That discussion is about testing hypothesis H1: "Tasters with more experience are better able to discriminate differences in beers than those with less". The null hypothesis then is H0: "The ability to distinguish differences in beers is not related to experience."
In the post he lists correct odd beer detection percentages:
General Beer Drinker: 40%
Craft Beer Enthusiast: 49%
Home Brewer: 43%
BJCP in Training: 46%
BJCP certified: 44%
If we make the assumption that the level of experience ascends as we go up the list then there is a correlation between experience and performance but a weak one. Pearson's r is only 0.235 and the probability that we might see a value of r that high under H0 is 35% which lends very weak support for the notion that performance is related to experience.
Now let's slaughter a sacred cow. Lets assume that the average craft beer enthusiast is actually more experienced (whatever that means) than BJCP judges. After all he may have been critically tasting craft beers for many years while the BJCP judge may have been at this (albeit with great enthusiasm) for but a year or two. Certainly the data suggests that craft enthusiasts have more relevant experience than BJCP judges as they scored better.
Now let's slaughter another sacred cow and assume that the BJCP judge in training is actually a better judge (has more
relevant experience) than the average certified judge. The data suggests that this may be the case as they performed better and I know my beer tasting skills were better when in the thick of training (weekly training panels with other judges) than they have ever been. Anyway, this is my analysis and I can make any assumptions I want. This may lend some insight into the engineer's joke I mentioned in an earlier post i.e. that all the statisticians on earth laid end to end wouldn't reach a conclusion.

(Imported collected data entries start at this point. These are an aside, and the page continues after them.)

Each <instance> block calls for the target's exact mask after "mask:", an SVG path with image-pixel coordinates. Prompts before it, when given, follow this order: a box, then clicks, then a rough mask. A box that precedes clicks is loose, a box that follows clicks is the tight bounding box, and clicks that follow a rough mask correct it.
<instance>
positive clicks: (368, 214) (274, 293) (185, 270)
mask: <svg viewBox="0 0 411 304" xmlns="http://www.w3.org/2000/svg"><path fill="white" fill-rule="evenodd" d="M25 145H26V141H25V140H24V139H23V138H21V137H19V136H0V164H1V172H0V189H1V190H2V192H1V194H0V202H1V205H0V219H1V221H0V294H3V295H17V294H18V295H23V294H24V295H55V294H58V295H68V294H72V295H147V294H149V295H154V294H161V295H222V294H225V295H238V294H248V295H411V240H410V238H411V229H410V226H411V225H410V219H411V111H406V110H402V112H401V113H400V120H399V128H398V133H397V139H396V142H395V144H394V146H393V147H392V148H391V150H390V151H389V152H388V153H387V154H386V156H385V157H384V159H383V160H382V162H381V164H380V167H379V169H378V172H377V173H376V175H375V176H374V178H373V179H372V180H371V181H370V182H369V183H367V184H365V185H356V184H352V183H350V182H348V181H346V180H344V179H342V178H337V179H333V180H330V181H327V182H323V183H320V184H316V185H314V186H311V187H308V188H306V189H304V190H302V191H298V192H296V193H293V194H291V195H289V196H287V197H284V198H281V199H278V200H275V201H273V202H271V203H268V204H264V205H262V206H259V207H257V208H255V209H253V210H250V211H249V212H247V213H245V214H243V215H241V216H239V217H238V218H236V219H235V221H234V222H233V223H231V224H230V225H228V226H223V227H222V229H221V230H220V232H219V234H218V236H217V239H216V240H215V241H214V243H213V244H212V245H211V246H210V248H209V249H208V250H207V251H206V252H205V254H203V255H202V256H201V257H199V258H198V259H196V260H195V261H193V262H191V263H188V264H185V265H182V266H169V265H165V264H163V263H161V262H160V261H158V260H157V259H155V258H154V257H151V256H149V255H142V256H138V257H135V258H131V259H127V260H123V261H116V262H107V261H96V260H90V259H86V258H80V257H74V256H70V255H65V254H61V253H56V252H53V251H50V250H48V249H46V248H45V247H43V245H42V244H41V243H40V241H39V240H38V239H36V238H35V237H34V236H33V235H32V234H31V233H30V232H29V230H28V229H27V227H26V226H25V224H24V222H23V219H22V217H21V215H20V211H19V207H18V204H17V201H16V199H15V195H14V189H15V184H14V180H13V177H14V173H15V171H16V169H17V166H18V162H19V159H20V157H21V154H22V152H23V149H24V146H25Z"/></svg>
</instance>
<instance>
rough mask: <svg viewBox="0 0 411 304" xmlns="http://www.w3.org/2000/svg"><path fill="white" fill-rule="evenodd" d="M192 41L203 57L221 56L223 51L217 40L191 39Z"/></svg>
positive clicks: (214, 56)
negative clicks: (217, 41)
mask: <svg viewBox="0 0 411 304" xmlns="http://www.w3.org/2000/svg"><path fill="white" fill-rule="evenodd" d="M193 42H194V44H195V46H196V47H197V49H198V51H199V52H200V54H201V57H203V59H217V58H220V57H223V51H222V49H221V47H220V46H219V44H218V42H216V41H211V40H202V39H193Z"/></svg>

With my new assumptions the 'levels of experience' are now in the same order as the performances and the conclusion is very different. For this rearranged data set Pearson's r is 0.988 and the probability that we would see r that big or bigger under the null hypothesis is only 0.08%. We are now on solid ground rejecting the idea that experience doesn't make a difference.
Bottom line here is that testing whether experience makes a difference or not depends very much on how we define experience.
The reason for the linked post is that readers, and the experimenters, have been concerned that many of the experiments results in answers that don't carry statistical significance at the levels we like. The author is seeking an explanation and has focused on his panels. This is definitely the right thing to do but overlooks the fact that the power of a panel depends on signal to noise ratio which depends on the beers as well as the panel. The more different the beers the louder the signal. The better the panel's skills the less the noise. Clearly he is dealing with signal to noise ratios that suggest that half or fewer of panelists are going to be able to detect the odd beer in a triplet. Assuming the number is half and that he is running panels of 20 then 10 would be expected to pick the right beer on average. The statistical significance at the 10 out of 20 level is 9.2% - not significant relative to the usual maximum acceptable level of 5%. A more powerful test is needed to attain significance. Improving the panel to the point where the signal to noise is such that 60% choose correctly would imply that 12 out 20 would be successful on average. The significance level associated with 12 out of 20 is 1.2%. Assuming the pool of tasters is what it is improving the panel is going to be tricky. They could be given a tasting test, for example, but that would have to be done with care. Empaneling only tasters who can demonstrate ability to tell the difference between the beers you want to test is clearly folly so you would have to test them on some other beers but how would you choose the other beers? This gets back to the earlier discussions (that so infuriated some) of matching the panel to the demographic you are interested in. A test showing that 85% of people chosen from a pool that has demonstrated that they can taste the difference doesn't tell you much about the man on the street or the average home brewer or in fact about any particular demographic but the one you have sampled - those you already know can distinguish the beers. But improving the panel isn't the only way to increase SNR and thus significance. Just making it larger will do the same thing. If the panel size were doubled to 40 then we'd expect numbers like 20 correct from a panel with 50% probability of choosing correctly when the beers are distinguishable. The significance associated with 20 out of 40 is 2.1%.
From this we conclude that while panels of 40 are tougher to handle than panels of 20 this may be all that they need to do to gain the significance they desire. The fact that they seem to be unaware of this is a bit disturbing. I haven't delved far into the site but it seems that they are attempting to apply statistical methods to their results (which is commendable) without understanding how to do that. They are certainly not alone in this. They should consult someone who knows how these things are done or shell out the $45 for a copy of ASTM E - 1885 Standard Test Method for Sensory Analysis - Triangle Test.